You need to take steps to keep the kids (and you) safe. Many of the precautions you take at home go outside the window. You would never let your kids or grandkids go out on their bikes without a helmet. But abroad, in a foreign city with bumpy cobblestone roads and tons of traffic, you and the kids hop on vespas with complete strangers and speed through alleyways—all without a helmet.
Enjoy your vacation, but don’t throw caution to the wind. Wear a helmet, keep medications out of reach, and don’t forget the basic safety steps that you use at home.
We’re drinking the water—even if we don’t mean to
You know not to drink the water in many places abroad, that’s something you’ve been warned about and are sure to remind your family of. You even know better than to drink anything with ice in it—but we are still letting our guard down.
Starbucks is always okay, right? No, it’s not. You can find Starbucks in cities all over the world, and might be thrilled to grab that familiar iced latte. Just because it’s a familiar name you assume it’s a safe haven, but that’s not the case. A local Starbucks uses the same local water. Don’t feel the comforts of home just because it’s a home brand.

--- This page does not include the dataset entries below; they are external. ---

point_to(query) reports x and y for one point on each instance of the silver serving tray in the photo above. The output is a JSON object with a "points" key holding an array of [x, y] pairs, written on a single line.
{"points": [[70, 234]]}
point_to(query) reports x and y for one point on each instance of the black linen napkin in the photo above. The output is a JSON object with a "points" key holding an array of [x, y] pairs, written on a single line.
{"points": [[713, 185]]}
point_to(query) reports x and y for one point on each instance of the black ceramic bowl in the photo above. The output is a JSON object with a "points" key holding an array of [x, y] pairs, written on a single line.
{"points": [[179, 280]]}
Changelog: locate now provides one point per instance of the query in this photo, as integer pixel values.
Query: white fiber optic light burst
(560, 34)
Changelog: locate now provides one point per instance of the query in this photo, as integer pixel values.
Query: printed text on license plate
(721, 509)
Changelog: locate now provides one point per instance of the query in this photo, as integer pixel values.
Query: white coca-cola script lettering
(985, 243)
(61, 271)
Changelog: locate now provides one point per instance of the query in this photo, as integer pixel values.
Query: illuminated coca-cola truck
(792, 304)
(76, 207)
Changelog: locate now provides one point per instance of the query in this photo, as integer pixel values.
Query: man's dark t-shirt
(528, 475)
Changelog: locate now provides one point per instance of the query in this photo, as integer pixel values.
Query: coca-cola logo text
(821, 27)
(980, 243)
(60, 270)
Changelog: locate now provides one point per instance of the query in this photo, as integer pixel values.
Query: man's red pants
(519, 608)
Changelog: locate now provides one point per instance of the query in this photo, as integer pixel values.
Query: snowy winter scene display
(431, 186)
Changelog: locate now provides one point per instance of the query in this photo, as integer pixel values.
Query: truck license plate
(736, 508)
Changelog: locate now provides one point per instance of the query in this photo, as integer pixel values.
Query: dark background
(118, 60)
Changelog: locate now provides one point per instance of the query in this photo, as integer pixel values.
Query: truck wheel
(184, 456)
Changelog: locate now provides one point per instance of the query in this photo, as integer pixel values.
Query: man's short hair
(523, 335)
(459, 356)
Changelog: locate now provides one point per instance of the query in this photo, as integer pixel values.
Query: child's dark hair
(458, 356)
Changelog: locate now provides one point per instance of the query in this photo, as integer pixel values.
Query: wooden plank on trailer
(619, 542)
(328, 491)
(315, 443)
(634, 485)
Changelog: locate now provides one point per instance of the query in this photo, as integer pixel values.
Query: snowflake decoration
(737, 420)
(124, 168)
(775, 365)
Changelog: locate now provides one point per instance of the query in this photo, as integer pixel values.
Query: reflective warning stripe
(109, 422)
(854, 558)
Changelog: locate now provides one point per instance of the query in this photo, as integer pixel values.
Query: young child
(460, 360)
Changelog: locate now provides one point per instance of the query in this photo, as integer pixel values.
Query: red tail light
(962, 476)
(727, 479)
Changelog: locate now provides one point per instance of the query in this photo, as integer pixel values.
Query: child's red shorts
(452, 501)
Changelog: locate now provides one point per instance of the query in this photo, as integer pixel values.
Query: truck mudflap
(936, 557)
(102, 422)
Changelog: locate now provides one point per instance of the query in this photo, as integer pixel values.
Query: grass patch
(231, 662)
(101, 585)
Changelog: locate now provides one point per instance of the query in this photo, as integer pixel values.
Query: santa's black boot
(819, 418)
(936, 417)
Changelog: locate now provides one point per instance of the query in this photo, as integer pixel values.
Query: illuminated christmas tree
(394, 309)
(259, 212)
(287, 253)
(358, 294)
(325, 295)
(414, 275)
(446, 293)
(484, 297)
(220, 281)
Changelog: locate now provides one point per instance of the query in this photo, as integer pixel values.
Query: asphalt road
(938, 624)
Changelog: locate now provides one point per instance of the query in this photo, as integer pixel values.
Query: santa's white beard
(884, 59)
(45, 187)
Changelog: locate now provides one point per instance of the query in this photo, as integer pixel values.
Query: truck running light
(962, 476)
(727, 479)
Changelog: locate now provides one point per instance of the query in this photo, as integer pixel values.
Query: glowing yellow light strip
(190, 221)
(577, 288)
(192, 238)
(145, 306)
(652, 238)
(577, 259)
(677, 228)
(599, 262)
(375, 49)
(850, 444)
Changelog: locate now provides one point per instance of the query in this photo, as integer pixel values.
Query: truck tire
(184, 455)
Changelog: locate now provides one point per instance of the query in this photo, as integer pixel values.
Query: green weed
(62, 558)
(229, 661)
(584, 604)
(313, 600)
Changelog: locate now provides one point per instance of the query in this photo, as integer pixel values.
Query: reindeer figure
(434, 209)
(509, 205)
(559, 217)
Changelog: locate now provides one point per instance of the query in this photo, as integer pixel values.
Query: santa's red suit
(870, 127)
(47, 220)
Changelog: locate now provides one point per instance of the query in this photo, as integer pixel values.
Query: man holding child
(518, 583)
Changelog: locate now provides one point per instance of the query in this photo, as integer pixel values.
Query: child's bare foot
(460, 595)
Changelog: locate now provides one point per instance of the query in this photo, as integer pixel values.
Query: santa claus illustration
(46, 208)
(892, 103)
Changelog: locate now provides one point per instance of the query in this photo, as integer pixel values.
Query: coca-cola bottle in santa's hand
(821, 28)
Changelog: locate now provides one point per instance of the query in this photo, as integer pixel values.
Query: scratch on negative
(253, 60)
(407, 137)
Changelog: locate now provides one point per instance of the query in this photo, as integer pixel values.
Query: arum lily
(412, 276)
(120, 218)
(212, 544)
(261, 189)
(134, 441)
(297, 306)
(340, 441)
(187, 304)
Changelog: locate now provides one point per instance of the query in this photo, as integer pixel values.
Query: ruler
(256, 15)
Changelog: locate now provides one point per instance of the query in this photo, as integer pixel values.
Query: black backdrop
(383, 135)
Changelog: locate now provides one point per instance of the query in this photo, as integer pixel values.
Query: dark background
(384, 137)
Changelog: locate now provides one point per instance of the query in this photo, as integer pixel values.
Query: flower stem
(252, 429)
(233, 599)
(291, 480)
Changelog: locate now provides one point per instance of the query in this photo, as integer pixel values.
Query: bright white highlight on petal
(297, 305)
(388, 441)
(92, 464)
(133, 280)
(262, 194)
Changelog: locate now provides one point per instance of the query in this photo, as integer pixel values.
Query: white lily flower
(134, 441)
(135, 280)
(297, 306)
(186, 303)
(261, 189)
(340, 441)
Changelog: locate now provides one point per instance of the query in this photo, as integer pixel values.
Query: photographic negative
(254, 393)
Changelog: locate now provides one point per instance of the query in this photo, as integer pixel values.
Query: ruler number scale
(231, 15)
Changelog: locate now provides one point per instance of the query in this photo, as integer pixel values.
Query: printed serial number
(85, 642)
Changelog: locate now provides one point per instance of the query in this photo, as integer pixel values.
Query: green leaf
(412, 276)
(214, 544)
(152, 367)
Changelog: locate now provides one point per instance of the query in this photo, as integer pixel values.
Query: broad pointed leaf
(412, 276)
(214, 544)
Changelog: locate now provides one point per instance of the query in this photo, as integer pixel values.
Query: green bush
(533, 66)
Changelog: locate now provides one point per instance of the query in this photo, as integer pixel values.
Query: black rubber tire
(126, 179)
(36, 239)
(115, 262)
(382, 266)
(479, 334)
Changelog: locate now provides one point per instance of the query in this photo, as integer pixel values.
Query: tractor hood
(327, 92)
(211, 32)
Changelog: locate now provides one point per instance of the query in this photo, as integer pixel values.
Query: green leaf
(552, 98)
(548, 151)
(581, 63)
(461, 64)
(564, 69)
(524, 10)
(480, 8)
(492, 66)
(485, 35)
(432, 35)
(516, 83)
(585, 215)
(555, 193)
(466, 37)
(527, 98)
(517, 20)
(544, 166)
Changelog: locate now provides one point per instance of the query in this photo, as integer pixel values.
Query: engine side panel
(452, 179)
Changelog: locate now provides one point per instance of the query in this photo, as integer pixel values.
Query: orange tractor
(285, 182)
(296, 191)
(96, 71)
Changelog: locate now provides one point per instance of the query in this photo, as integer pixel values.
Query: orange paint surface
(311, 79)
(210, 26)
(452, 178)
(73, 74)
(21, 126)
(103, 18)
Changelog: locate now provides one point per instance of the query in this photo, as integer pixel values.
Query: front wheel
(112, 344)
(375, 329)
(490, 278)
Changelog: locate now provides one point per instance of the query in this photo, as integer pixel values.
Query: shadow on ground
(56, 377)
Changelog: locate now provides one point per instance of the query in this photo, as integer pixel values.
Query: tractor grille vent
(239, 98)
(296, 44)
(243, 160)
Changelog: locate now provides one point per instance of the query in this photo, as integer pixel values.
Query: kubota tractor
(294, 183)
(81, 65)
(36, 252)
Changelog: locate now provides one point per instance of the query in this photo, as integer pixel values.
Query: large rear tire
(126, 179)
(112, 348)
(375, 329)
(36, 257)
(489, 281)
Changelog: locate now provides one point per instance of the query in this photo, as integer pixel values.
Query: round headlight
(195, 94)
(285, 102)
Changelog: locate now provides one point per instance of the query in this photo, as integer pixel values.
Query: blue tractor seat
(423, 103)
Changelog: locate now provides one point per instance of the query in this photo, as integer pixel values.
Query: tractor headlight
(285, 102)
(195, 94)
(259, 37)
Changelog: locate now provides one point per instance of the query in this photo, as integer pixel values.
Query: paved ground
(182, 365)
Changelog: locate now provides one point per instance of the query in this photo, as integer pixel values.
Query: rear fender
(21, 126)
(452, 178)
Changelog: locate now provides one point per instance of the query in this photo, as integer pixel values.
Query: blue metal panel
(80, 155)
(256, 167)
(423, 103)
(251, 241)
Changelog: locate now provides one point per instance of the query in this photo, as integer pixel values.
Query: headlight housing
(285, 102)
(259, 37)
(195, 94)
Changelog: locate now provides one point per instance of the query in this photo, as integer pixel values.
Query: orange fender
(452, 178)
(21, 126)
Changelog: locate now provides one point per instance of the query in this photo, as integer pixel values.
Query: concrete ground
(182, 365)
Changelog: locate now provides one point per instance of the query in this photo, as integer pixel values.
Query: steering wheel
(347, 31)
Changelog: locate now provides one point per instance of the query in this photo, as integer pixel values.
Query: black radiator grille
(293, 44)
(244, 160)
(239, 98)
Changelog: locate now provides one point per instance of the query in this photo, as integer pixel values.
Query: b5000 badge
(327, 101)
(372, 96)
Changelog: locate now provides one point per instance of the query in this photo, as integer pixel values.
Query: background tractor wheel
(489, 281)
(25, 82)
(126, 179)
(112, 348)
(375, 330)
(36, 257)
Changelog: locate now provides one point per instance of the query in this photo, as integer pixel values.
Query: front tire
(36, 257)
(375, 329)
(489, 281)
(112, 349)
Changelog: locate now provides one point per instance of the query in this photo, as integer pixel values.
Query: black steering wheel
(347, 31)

But there are other ways you’re drinking the water. Brushing your teeth? That tap water might not be sanitary. Even if your guide claims it’s clean, and the resort you’re staying at is quite high end, you need to be careful. Err on the side of caution.
I travel a lot, and I have had every possible situation happen. Everything from misplaced medication to extreme medical emergency, I know that the best way to handle these situations is to put a plan in place. And I know not to panic because we were prepared. We had a travel medical expert on call—in our case, Chris Sidford. Dr. Sidford and his team were ready to support us, and they were able to guide us through situations where we would have otherwise been lost. He knows global hospitals and can coordinate care and evacuation if necessary. I know about all of the horrible things that could happen, and I also know not to panic because I am prepared.
I care deeply about my clients, and want you all to enjoy your well-earned adventures and to do so safely. Enjoy your sky-diving, your shark encounters, and hiking the great peaks of the world. But please, keep Dr. Sidford’s advice in mind. And when you do dumb sh*t like I do—be prepared.